Intervenção do Ministro das Obras Públicas, Transportes e Comunicações na 17ª Convenção anual da Associação Nacional das Empresas do Comércio e da Reparação Automóvel, no Estoril

(Só faz fé a versão efectivamente proferida)

Senhor Presidente da Direcção da ANECRA
Minhas Senhoras e Meus Senhores

Quero começar por felicitar a ANECRA pela realização desta sua 17ª Convenção e por agradecer o amável convite que me fizeram para estar presente nesta sessão de abertura, desejando aos organizadores e a todos os participantes os melhores sucessos na discussão dos diversos e importantes temas em discussão.

O elemento de novidade que provavelmente vos levou a convidar-me para participar nesta Convenção consistirá no facto de o MOPTC, entidade tradicionalmente cometida à oferta, gestão e regulação de infra-estruturas de transporte e de serviços de transporte público de passageiros e de mercadorias, retomar agora, passados 14 anos, o enquadramento político e administrativos do transporte individual de passageiros e do transporte de mercadorias por conta própria.

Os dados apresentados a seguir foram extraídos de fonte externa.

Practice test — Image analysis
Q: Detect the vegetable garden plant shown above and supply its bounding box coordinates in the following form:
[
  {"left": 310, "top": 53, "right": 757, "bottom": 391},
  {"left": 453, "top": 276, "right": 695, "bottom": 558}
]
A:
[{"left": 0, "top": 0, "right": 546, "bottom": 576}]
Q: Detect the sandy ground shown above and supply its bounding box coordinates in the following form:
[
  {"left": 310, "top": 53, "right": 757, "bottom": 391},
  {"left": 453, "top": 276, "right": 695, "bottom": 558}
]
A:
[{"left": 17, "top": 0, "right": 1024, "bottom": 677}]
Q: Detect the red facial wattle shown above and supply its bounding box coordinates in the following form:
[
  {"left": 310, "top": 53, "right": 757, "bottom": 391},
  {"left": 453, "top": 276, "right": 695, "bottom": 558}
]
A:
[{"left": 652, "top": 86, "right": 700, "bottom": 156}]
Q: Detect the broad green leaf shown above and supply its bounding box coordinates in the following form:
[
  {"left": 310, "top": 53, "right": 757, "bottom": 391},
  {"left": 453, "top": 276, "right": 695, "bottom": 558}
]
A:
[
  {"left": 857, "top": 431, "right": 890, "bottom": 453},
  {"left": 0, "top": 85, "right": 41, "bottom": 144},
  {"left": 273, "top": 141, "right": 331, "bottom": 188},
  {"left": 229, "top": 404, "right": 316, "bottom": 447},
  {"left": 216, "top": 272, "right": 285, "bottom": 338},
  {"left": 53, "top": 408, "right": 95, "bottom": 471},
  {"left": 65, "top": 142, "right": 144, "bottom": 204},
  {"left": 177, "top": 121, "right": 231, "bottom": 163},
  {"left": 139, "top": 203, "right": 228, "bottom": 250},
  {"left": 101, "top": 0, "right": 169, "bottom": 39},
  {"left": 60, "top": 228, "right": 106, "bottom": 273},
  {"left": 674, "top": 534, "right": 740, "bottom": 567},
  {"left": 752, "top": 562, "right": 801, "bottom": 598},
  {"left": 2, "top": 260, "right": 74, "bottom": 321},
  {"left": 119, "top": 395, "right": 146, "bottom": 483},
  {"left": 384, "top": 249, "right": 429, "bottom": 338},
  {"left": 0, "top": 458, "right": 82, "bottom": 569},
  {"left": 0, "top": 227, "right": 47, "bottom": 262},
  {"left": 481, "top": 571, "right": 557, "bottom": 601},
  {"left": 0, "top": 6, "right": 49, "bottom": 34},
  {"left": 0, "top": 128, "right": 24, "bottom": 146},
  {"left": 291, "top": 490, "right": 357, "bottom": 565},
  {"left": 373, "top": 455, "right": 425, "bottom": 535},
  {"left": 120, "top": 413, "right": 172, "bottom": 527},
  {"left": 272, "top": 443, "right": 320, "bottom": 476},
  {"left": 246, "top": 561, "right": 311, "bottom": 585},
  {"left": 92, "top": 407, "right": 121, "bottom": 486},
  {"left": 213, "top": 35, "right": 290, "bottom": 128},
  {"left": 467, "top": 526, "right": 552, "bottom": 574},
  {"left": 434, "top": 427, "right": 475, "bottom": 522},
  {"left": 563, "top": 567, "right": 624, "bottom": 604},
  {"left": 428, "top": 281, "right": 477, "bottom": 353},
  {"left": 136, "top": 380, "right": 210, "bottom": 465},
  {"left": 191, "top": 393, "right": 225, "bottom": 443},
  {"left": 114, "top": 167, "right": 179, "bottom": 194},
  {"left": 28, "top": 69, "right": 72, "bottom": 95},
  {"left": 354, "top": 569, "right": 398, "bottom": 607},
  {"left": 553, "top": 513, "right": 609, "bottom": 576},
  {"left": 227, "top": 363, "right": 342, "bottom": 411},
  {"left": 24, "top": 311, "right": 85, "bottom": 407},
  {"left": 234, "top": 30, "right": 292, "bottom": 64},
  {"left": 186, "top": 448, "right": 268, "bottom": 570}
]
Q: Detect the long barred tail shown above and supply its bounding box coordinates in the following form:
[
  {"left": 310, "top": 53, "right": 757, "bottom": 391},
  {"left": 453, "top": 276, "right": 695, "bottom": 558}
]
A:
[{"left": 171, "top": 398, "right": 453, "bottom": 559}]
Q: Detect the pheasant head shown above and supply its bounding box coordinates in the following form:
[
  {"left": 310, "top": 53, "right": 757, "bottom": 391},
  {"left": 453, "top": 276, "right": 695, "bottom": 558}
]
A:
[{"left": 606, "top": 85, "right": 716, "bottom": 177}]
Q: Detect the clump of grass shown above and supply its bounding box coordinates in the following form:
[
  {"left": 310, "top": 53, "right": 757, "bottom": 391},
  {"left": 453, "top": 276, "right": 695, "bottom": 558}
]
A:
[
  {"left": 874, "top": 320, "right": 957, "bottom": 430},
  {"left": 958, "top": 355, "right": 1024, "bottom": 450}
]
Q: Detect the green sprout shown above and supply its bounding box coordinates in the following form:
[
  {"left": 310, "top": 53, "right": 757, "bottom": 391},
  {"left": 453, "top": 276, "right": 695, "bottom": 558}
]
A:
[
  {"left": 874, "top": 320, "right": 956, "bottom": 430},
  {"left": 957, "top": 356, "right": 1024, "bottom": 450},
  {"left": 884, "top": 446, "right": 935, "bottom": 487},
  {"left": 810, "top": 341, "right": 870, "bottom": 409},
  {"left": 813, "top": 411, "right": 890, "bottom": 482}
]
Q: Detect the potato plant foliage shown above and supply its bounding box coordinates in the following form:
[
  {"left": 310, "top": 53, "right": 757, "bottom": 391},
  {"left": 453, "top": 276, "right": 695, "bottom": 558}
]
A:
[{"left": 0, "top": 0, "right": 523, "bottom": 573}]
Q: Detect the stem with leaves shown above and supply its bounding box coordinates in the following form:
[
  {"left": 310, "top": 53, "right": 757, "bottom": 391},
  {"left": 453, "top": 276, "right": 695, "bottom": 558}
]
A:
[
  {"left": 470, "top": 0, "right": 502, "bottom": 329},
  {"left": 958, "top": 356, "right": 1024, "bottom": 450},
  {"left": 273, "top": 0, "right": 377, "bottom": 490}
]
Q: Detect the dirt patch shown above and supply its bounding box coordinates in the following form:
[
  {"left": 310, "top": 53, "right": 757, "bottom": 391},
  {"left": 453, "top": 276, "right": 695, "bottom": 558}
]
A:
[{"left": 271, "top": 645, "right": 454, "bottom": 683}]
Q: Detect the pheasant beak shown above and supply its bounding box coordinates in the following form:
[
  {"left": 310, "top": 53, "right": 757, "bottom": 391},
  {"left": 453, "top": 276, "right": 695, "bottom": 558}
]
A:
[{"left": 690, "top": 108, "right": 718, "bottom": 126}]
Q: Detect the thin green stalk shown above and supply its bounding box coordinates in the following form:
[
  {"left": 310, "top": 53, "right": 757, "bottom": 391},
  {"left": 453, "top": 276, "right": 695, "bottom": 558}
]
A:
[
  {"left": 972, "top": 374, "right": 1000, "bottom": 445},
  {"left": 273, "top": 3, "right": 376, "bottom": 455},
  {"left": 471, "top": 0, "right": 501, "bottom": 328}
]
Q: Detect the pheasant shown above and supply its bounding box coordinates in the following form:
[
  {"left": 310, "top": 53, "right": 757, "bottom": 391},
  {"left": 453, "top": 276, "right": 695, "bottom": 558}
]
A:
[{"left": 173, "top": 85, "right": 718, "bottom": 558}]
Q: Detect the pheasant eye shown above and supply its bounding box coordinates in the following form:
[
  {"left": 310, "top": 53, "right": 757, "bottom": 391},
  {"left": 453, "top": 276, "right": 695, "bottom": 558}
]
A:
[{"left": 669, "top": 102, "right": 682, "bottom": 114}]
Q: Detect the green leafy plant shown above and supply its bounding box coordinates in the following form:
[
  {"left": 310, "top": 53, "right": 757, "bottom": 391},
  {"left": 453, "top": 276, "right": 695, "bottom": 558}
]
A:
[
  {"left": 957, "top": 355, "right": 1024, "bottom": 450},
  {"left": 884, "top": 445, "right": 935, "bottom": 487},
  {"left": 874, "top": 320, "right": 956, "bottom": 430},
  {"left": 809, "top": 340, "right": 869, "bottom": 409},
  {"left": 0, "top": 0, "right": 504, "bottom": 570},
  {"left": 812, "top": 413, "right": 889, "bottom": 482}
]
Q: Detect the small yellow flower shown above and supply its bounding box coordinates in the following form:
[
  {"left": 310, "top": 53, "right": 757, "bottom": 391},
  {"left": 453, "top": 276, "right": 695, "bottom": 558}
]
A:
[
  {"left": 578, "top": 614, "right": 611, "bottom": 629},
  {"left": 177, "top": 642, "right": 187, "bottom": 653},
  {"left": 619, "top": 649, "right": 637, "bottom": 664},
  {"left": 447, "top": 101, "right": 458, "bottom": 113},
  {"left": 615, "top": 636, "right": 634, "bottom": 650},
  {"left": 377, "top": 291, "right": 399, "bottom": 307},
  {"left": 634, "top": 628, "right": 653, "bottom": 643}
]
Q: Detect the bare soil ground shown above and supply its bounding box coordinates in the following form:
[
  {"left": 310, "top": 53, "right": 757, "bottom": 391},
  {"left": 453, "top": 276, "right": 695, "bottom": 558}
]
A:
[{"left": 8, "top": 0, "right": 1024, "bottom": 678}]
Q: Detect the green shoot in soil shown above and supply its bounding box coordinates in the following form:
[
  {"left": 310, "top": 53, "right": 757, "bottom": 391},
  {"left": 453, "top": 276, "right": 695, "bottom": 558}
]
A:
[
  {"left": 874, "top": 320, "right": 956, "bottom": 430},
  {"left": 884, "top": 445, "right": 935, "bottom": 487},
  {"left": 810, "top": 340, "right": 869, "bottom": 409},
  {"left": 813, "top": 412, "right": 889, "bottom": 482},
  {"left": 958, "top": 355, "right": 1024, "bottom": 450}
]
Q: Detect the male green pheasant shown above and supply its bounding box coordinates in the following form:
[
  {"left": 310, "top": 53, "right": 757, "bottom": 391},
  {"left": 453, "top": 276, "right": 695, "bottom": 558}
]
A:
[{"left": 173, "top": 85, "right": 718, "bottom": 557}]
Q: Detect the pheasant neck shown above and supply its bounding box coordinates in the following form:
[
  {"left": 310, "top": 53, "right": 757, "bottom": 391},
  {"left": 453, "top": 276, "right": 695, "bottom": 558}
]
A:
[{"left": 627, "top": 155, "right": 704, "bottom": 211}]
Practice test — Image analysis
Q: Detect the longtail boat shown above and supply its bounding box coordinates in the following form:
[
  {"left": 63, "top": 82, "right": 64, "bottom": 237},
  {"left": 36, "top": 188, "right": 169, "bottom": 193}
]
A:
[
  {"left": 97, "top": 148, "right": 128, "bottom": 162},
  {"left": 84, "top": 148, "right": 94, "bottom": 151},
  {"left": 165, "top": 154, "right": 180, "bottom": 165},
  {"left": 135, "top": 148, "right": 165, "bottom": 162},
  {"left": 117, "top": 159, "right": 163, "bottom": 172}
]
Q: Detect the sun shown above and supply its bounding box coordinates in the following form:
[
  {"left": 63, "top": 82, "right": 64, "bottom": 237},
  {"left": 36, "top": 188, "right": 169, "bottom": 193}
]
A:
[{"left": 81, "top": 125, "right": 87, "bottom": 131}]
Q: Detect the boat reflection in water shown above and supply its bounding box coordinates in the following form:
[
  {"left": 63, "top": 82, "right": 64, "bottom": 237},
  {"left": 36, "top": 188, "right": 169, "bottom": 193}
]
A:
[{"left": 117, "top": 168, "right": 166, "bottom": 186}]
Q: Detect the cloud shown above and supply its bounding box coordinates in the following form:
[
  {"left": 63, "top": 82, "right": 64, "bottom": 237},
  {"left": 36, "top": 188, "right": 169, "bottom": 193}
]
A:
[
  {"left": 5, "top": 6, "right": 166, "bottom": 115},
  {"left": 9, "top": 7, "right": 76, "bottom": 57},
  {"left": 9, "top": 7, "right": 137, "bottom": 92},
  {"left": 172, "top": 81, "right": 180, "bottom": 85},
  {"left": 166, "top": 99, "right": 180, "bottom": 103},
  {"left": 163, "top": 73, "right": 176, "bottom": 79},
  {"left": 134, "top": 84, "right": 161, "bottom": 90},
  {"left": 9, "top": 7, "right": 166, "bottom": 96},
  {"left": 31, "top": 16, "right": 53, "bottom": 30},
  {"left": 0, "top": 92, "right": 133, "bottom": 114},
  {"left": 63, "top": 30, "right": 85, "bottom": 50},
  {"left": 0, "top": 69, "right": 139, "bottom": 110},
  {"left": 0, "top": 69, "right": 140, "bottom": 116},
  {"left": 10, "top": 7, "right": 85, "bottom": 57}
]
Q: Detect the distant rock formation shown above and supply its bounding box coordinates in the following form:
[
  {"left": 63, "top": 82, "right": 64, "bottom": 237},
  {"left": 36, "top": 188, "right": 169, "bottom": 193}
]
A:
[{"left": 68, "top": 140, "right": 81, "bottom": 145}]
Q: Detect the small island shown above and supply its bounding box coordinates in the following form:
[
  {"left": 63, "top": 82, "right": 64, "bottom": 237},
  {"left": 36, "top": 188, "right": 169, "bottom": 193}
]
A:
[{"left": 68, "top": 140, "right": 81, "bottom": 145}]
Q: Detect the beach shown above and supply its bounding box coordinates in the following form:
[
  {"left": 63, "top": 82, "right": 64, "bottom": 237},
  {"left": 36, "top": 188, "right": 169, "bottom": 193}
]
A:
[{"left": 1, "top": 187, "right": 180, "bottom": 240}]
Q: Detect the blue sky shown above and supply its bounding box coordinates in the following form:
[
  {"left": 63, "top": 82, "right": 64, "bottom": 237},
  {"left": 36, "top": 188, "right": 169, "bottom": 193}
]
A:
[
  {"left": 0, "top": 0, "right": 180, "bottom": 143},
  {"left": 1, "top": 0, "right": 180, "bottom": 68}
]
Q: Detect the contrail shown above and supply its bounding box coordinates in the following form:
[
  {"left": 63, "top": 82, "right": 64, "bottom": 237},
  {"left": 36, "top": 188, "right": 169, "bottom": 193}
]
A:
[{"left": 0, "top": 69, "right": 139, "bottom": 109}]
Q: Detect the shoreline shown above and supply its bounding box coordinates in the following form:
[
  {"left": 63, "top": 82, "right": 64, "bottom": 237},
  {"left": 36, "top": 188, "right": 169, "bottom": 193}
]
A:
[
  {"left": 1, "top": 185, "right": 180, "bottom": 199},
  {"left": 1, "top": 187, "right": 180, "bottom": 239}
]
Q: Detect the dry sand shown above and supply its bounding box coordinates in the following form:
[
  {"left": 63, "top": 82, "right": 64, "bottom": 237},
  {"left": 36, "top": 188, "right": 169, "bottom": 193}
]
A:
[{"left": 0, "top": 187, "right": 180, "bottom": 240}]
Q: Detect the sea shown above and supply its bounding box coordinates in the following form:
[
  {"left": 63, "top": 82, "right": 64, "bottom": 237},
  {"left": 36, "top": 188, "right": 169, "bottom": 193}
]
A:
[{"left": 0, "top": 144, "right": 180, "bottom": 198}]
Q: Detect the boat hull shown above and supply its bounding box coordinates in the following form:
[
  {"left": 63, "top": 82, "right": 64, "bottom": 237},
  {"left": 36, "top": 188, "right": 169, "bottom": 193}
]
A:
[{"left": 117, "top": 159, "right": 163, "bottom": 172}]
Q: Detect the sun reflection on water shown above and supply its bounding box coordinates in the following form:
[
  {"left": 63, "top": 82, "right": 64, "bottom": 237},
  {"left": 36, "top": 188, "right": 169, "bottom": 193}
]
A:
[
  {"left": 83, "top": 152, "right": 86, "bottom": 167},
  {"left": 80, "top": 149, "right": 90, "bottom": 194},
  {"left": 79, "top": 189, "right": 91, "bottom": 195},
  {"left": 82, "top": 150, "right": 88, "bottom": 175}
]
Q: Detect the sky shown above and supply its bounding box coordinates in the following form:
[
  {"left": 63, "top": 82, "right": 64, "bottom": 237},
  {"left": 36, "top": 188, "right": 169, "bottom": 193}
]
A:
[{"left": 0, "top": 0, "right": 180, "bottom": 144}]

Este facto tem lugar num contexto de reforma da Administração Central do Estado ditada por objectivos de modernização da máquina administrativa, da sua melhor adequação às funções do Estado, e de maior rigor e racionalização dos recursos humanos, técnicos e financeiros disponíveis, e ainda, neste caso específico, de proporcionar aos utilizadores dos serviços públicos do sector dos transportes terrestres, soluções eficientes para a apresentação e tratamento das suas pretensões.

Percebemos que em relação a esta reforma é grande a curiosidade e a expectativa dos agentes económicos que fazem do automóvel e do condutor o seu negócio principal, muitos deles reunidos nesta Convenção. E haverá razão para tal, competindo-me, neste momento, clarificar as intenções do Governo, até porque existe motivação para responder positivamente a algumas aspirações conhecidas.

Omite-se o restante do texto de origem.